Ceilometer is nowadays trying to achieve two different things:

  • Store metrics, that is a list of (timestamp, value) for a given entity, this entity being anything from the temperature in your datacenter to the CPU usage of a VM.
  • Store events, that is a list of things that happens in your OpenStack installation: an API request has been received, a VM has been started, an image has been uploaded, a server fell of the roof, whatever

These two things are both very useful for all the use cases Ceilometer tries to achieve. Metrics are useful for monitoring, billing and alarming, where events are useful to do audit, performance analysis, debugging, etc.

However, while the event collection of Ceilometer is pretty solid and ok (but still needs to be working on), the metrics part suffers terrible design and performance issues.

Having the so called free form metadata associated with each metric generated by Ceilometer is the most problematic design we have. It stores a lot of redundant information that it is hard to query in a efficient manner. On the other hand, systems like RRD have existed for a while, storing a large amount of (aggregated) metrics without much problem. The metadata associated to these metrics being another issue.

So that let us with 2 different problem to solve: store metrics and store information (the so called metadata) about resources.


Prototype implementation

jd has started a prototype of that solution with the Gnocchi project. It provides a time series storage and a resource indexer, which are both fast and scalable.

It provides a REST API. The REST API provides 2 types of resources:

  • Entity, which are things you can measure.
  • A resource, which has various information, and is linked to any number of entities.

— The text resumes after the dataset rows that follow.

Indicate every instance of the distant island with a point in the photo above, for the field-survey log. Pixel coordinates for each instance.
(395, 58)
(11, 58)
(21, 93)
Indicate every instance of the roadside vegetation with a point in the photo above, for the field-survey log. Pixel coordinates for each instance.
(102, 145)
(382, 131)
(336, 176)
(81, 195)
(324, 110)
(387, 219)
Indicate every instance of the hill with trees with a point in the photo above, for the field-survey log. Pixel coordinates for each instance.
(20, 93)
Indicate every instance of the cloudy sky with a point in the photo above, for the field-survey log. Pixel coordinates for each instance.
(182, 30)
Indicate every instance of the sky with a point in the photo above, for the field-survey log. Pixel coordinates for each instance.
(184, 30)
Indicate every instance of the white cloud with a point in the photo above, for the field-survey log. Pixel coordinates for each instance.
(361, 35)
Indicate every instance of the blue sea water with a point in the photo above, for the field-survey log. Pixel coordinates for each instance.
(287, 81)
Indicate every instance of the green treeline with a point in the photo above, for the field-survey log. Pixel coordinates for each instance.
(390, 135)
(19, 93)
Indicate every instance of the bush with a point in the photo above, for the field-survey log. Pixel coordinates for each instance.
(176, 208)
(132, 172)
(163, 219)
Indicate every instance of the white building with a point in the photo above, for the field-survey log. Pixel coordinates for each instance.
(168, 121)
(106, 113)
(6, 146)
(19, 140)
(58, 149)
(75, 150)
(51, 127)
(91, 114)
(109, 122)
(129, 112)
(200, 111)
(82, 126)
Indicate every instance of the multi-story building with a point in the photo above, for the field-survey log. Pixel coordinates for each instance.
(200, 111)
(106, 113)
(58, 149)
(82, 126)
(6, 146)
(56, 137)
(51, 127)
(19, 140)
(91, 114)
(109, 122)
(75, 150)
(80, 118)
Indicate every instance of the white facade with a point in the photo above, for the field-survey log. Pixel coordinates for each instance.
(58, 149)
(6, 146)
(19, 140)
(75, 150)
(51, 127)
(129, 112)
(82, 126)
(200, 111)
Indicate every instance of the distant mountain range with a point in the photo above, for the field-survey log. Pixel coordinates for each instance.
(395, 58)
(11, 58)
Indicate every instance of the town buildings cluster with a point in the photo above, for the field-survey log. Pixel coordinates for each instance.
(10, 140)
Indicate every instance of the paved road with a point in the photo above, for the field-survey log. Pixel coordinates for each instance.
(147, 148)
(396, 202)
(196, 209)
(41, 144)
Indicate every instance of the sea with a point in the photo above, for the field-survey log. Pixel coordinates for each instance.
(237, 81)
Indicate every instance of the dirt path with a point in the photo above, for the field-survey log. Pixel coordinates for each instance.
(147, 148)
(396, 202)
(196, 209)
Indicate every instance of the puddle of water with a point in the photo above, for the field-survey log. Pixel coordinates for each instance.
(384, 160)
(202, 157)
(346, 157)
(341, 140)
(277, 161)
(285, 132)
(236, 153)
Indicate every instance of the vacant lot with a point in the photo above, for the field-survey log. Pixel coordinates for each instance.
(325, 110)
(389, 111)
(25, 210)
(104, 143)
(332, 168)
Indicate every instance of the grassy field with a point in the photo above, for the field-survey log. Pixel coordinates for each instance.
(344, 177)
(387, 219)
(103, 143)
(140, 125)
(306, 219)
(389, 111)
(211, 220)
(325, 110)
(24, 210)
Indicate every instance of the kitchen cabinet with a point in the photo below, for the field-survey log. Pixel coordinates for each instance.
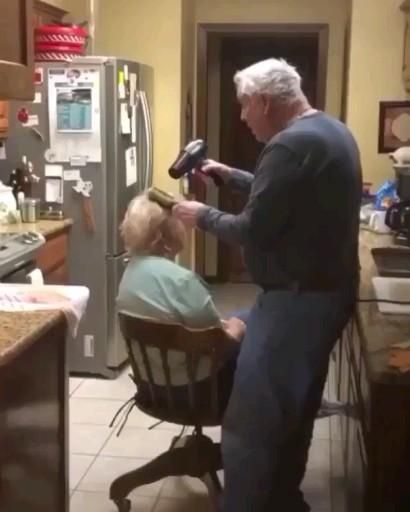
(16, 50)
(18, 19)
(52, 258)
(33, 412)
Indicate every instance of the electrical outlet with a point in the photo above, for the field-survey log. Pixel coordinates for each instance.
(89, 345)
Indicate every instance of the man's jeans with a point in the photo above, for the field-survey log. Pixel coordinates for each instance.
(281, 373)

Here's how the software is architectured.

Gnocchi architecture.png

The two types of objects managed and provided by Gnocchi are stored in two different data store. Because these two types of things are definitely different and relying on the same type of data storage would break, like we saw in Ceilometer.

Time serie storage

Like in Ceilometer the storage driver is abstracted so you can write your own using whatever technology you want.

The storage driver is in charge of storing the metric in an aggregated manner. Yes that means you aggregate according the what the user request when he created the entity, before you store the metrics.

The canonical implementation of the time series storage is based on the use of Pandas and Swift. For the record, the first version was based on Whisper, but it was a bad option (terrible base code, has a lot of assumption about using file based storage). Using pandas and build our own serialization formation is much better.

Swift provides an almost infinite of space to store data, is likely already part of your cloud, so it's not something else to deploy for your operators, and it is damn well scalable.

Resource indexer

Like for the TSD, the driver is abstracted.

The canonical implementation if based on SQLAlchemy, just because SQL is fast, indexable, etc. So it's a great storage for that. And SQL is already deployed in your OpenStack environment, so it's not yet another thing to deploy, again.

Current REST API

The API is still evolving for now, but here what exists:

  • POST /v1/entity: create an entity. You have to specify the list of archives you want to store. An archive is composed of a tuple (granularity, number of measure). It defines the number of measure you want to keep and how often you want them, e.g (5, 60) will store 60 measure with a granularity of 5 seconds.
  • DELETE /v1/entity: delete an entity
  • POST /v1/entity/<name>/measures: post a list of {timestamp: <ts>, value: <v>} to store as measurements
  • GET /v1/entity/<name>/measures: get the list of measures for this entity. You can specify an interval with start= and stop=, and the type of aggregation you want to retrieve (mean, median, last, min, max, first…)
  • POST /v1/resources: create a resource

And I'm still working on that for now.